Our Solar System in the distant future may look something like the Helix nebula today. That’s because in about five billion years, the Sun will have become a white dwarf, its inner planets swallowed up by its earlier expansion, its outer planets, asteroids and comets surviving in distant orbits and colliding with each other to form a ring of dusty debris. The Sun will undergo, in other words, a kind of rejuvenation, experiencing what scientists call ‘late bombardment’ in a system that has become dynamically young again.
Such a disk has now been found in the Helix nebula, some 700 light years away in Aquarius. It took the infrared tools of the Spitzer Space Telescope to sort out the glow of the dusty disk that circles the remnant white dwarf between 35 and 150 AU out. The assumption is that the disk is the result of smashups in the outer system, presumably involving objects like those in our Kuiper Belt or comets from an Oort-like cloud.
Image: Spitzer’s infrared view of the Helix nebula. Infrared light from the outer gaseous layers is represented in blues and greens. The white dwarf is visible as a tiny white dot in the center of the picture. The red color in the middle of the eye denotes the final layers of gas blown out when the star died. The brighter red circle in the very center is the glow of a dusty disk circling the white dwarf (the disk itself is too small to be resolved). Credit: NASA/JPL-Caltech/K. Su (Univ. of Arizona).
A dusty disk found last year around the white dwarf G29-38 had shown that objects like these could survive around dead stars, though the disk around G29-38 was much closer to its star. We obviously have much to learn about debris disks in such settings. And what exactly does happen when a Sol-like star becomes a red giant? Here’s a snippet from the paper on this work (references edited out; see the preprint):
It has been established that any planet closer than ~1 AU will be engulfed by an expanding red giant…, while planets outside ~5 AU from the Sun will survive post-main-sequence evolution…, and the orbits of surviving planets and most of the Kuiper Belt objects (KBOs) and Oort Cloud comets will expand adiabatically and remain bound to the solar system… The re-stabilized KBOs and Oort Cloud can later become the source of objects that go into the inner part of the system, either plunging into the white dwarf or breaking up due to tidal destruction, and they can populate the inner system with dust.
The newfound debris disk may be solving a different mystery as well. The Helix nebula’s white dwarf is known to be emitting highly energetic x-rays, leading some astronomers to believe it was accreting matter from a hidden companion star.
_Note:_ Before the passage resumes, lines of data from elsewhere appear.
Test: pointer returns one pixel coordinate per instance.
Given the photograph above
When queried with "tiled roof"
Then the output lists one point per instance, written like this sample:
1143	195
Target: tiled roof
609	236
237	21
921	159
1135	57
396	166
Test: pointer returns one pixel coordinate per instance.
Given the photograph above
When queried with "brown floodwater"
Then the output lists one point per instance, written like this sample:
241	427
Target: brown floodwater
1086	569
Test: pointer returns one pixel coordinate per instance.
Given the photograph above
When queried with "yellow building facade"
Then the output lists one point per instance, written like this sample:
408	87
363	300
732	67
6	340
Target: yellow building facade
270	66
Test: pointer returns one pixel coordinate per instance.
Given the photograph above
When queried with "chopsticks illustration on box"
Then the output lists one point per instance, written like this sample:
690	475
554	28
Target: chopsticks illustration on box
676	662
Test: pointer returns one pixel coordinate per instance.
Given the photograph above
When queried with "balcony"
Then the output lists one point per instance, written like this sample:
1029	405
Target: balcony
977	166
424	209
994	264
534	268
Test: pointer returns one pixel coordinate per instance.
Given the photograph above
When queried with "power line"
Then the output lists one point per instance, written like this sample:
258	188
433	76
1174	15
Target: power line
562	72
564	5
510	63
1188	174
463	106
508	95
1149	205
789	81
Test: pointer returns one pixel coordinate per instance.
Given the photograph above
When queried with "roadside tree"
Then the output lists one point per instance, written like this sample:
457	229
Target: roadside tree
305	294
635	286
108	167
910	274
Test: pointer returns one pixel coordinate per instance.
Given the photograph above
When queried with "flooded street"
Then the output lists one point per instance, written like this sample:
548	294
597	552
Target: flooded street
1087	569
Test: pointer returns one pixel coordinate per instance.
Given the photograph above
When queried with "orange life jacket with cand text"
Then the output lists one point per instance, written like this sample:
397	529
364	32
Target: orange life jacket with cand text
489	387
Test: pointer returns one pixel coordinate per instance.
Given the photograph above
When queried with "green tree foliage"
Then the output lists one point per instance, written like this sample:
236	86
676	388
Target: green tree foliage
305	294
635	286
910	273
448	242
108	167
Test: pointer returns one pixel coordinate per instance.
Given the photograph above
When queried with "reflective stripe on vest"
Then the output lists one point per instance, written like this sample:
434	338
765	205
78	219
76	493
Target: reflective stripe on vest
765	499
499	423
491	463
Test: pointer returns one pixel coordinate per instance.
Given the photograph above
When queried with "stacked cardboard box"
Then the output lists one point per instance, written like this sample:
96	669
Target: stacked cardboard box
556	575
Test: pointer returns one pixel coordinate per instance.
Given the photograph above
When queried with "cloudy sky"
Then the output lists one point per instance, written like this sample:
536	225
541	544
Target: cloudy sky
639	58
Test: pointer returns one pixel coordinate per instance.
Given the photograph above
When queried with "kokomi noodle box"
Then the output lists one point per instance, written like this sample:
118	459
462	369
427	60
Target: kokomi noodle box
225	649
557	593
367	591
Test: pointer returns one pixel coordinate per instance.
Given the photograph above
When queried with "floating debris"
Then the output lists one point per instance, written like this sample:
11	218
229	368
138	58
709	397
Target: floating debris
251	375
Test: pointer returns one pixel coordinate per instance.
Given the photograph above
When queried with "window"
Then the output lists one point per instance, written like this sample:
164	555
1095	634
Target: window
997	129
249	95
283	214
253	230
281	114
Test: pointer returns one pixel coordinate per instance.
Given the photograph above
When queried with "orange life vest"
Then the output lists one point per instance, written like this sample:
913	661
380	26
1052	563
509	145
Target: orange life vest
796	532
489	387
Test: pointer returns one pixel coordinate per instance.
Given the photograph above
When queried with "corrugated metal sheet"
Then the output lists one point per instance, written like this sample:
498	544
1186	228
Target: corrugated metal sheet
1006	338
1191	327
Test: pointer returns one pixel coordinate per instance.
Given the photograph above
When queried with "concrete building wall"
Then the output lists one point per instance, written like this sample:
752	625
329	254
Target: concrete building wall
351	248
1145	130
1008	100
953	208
But disk material falling onto the star and triggering the outbursts seems to be a more satisfactory answer. “The high-energy X-rays were an unsolved mystery, said You-Hua Chu (UIUC). “Now, we might have found an answer in the infrared.”
The paper on this work is Su et al., “A Debris Disk around the Central Star of the Helix Nebula?,” which will appear in Astrophysical Journal Letters. The preprint is already available online.